Bernanke: Nothing can be done to affect gas prices

April 27, 2006

With talk of windfall profits taxes, rebate checks and gas tax holidays in the news, Federal Reserve Chairman Ben Bernanke warned members of Congress today that nearly all of their attempts at a short-run fix are likely to end up doing little to help consumers. From CNN Money:

In response to several questions about near record high prices for oil and gasoline, Bernanke said that the Fed was concerned about them but that higher oil prices were probably more of a threat for inflation than for causing an economic slowdown.

“One issue we’ll be looking at carefully is whether oil price increases pass through into core inflation, whether they go beyond the energy sector. If that were to happen, that would be very deleterious to the economy,” he said. “If inflation is not affected by high oil prices, that would give the Fed more leeway,” he said.

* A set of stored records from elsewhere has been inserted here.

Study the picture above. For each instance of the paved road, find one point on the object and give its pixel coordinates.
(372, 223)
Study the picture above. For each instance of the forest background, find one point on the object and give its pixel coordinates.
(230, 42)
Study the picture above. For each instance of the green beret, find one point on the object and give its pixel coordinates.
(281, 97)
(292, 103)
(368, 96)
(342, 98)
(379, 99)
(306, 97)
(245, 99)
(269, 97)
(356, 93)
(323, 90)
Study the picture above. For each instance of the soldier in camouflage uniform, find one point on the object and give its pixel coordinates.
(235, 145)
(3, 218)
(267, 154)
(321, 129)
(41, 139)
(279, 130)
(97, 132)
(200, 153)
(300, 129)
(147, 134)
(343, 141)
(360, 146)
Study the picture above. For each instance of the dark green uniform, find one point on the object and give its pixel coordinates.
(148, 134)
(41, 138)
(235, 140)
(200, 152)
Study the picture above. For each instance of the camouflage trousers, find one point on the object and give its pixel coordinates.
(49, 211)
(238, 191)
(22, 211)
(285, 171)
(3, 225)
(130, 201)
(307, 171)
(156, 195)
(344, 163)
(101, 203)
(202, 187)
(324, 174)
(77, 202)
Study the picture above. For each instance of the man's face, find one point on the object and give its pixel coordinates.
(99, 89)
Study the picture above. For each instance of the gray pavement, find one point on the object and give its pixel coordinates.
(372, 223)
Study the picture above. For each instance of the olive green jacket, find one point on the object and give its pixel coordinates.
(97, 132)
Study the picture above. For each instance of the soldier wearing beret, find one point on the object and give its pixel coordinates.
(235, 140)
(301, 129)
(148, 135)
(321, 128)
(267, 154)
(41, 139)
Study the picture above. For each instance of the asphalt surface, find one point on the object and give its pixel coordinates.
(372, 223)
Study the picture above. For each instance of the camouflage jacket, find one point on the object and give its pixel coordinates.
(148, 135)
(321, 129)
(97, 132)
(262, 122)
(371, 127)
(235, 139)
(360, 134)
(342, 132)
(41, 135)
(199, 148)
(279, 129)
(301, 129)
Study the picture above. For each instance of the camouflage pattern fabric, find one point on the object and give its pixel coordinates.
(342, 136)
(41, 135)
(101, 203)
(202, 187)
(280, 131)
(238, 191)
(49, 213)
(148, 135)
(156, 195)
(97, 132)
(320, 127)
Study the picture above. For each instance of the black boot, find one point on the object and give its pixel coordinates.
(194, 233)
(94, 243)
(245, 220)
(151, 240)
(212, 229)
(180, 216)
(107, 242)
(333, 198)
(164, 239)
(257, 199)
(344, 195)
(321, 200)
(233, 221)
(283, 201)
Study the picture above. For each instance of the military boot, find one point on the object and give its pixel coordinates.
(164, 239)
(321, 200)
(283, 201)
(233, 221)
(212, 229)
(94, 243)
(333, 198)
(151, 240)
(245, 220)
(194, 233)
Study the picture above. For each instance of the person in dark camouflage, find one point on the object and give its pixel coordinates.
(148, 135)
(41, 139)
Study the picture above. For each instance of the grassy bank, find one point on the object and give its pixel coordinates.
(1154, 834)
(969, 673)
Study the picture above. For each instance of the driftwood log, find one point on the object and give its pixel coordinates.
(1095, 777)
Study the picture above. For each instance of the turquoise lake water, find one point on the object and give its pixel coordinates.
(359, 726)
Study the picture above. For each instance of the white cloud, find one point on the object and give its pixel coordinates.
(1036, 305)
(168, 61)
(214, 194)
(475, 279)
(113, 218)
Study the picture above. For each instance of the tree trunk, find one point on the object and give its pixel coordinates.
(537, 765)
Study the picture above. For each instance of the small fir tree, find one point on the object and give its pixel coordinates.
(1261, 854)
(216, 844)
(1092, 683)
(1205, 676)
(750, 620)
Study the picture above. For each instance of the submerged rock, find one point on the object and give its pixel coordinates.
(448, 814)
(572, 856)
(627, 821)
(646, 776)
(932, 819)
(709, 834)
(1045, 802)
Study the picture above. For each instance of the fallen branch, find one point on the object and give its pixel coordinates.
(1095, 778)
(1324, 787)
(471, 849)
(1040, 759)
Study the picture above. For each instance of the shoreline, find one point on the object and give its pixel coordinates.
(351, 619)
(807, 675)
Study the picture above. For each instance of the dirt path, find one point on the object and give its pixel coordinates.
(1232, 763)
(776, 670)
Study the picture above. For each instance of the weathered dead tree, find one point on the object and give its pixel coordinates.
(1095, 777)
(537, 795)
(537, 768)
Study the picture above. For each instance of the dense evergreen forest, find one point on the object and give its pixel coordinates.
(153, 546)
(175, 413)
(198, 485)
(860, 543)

Bernanke added that he did not see any reason for oil prices to head much lower any time soon. He said that a so-called windfall profit tax on oil companies, which has been discussed by some politicians, would probably not cause them to increase production.

“Unfortunately nothing can be done to effect [sic] oil or gasoline prices in the short term,” Bernanke said, adding that the reason oil prices have risen so sharply is simply due to supply and demand issues. He stressed that conservation and initiatives to find alternative sources of energy were needed to put downward pressure on oil and gas prices over the long haul. (Full Story)

Specifically on the issue of a windfall profits tax, we have this testimony excerpt courtesy of the Wall Street Journal:

Rep. Kevin Brady (R., Texas) asked him, “We’ve seen a spate of ideas to deal with energy prices, from a windfall profit tax …to $100 rebates and gas tax holidays. Do these substantively, positively impact the fundamental drivers of our energy prices? Does the windfall profits tax increase production or in any way lower our gas prices any way?”

Bernanke replied: “I don’t think it would. Profits taxes have the adverse effect of removing one of the major incentives of our market system; if people think that their profits are going to be taxed away, that reduces their incentive to engage in certain activities. So I would like to let the market system work as much as possible to generate new supplies — both of oil but also of alternatives — and for the prices, painful as they may be, to help generate more conservation and alternative uses of energy on the demand side.”